Ciò non ricorre nel caso in esame, laddove la C.T.R., sia pure in maniera sintetica, ha ritenuto di dovere rigettare i profili di doglianza fatti valere dalla contribuente con i motivi di appello (inutilizzabilità delle dichiarazioni rilasciate dal M., incomprensibilità dei conteggi contenuti negli avvisi di accertamento, violazione del divieto di trarre presunzioni da altre presunzioni), confermando integralmente l’accertamento perchè basato su documentazione acquisita nel corso della verifica e correttamente utilizzata ai fini probatori dall’Ufficio.

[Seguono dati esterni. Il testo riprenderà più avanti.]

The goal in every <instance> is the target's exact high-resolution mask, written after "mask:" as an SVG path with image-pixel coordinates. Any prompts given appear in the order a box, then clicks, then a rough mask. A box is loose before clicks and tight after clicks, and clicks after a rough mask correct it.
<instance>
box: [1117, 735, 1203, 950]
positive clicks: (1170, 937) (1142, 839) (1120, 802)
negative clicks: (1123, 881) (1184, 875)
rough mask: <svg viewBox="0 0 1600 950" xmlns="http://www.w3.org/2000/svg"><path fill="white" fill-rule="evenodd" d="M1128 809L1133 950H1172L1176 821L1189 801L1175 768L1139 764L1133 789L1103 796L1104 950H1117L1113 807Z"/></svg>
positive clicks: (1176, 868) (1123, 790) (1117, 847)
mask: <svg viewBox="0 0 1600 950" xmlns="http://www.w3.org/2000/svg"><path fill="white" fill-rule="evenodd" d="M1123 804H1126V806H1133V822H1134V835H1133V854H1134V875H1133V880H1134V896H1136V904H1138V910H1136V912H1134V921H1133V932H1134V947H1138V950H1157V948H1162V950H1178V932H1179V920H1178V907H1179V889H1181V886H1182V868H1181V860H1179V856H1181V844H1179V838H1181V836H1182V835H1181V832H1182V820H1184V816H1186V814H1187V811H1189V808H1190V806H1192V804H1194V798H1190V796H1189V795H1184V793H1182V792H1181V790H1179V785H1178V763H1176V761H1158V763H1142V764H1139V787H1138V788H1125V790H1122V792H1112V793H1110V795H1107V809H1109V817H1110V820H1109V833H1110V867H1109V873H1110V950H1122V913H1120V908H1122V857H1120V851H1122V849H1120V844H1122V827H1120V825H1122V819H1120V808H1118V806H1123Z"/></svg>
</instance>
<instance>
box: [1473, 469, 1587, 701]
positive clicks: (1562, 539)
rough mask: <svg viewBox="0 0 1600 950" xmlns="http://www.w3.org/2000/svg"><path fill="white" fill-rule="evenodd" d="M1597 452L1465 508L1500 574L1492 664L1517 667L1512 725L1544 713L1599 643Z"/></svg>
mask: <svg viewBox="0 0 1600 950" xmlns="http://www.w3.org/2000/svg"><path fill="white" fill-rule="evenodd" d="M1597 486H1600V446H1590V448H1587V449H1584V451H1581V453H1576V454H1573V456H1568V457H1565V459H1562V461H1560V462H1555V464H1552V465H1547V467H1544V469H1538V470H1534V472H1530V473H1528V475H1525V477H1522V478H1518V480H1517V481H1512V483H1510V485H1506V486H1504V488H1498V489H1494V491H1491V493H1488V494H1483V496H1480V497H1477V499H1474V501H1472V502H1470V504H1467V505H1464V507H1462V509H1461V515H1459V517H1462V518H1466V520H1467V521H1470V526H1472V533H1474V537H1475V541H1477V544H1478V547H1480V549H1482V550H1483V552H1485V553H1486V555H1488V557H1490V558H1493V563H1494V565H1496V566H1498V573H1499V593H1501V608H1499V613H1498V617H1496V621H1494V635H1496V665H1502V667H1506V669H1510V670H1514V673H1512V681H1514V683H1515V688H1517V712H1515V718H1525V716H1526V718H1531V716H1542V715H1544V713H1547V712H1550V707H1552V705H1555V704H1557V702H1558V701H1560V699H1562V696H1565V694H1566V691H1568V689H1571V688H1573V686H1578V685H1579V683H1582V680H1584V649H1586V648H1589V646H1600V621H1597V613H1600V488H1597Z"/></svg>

Trattasi di motivazione che non può considerarsi meramente apparente, in quanto esplicita le ragioni della decisione, per cui eventuali profili di apoditticità della motivazione, censurati col motivo in esame, quand’anche sussistenti, non vizierebbero tale motivazione in modo così radicale da renderla meramente apparente, escludendone l’idoneità ad assolvere alla funzione cui al D.Lgs. n. 546 del 1992, art. 36 (cfr. Cass., sez. 5, 17/03/2015, n. 5315; Cass., sez. 6-5, 7/04/2017, n. 9105; Cass., sez. 6-5, 23/05/2019, n. 13977).

16. In conclusione, il ricorso proposto dall’Agenzia delle entrate e quello proposto dalla società contribuente vanno rigettati.

Le spese del giudizio di legittimità, in ragione della reciproca soccombenza, vanno integralmente compensate tra le parti.

P.Q.M.

riunito al presente ricorso quello iscritto al n. 601/15 R.G., rigetta il ricorso proposto dall’Agenzia delle entrate; rigetta il ricorso proposto dalla Orofranco s.r.l. in liquidazione.

Compensa integralmente tra le parti le spese del giudizio di legittimità.

Ai sensi del D.P.R. n. 115 del 2002, art. 13, comma 1 quater, da atto della sussistenza dei presupposti processuali per il versamento, da parte della Orofranco s.r.l. in liquidazione, dell’ulteriore importo a titolo di contributo unificato pari a quello dovuto per il ricorso incidentale, a norma dello stesso art. 13, comma 1-bis, se dovuto.

Così deciso in Roma, nella camera di consiglio, il 23 marzo 2021.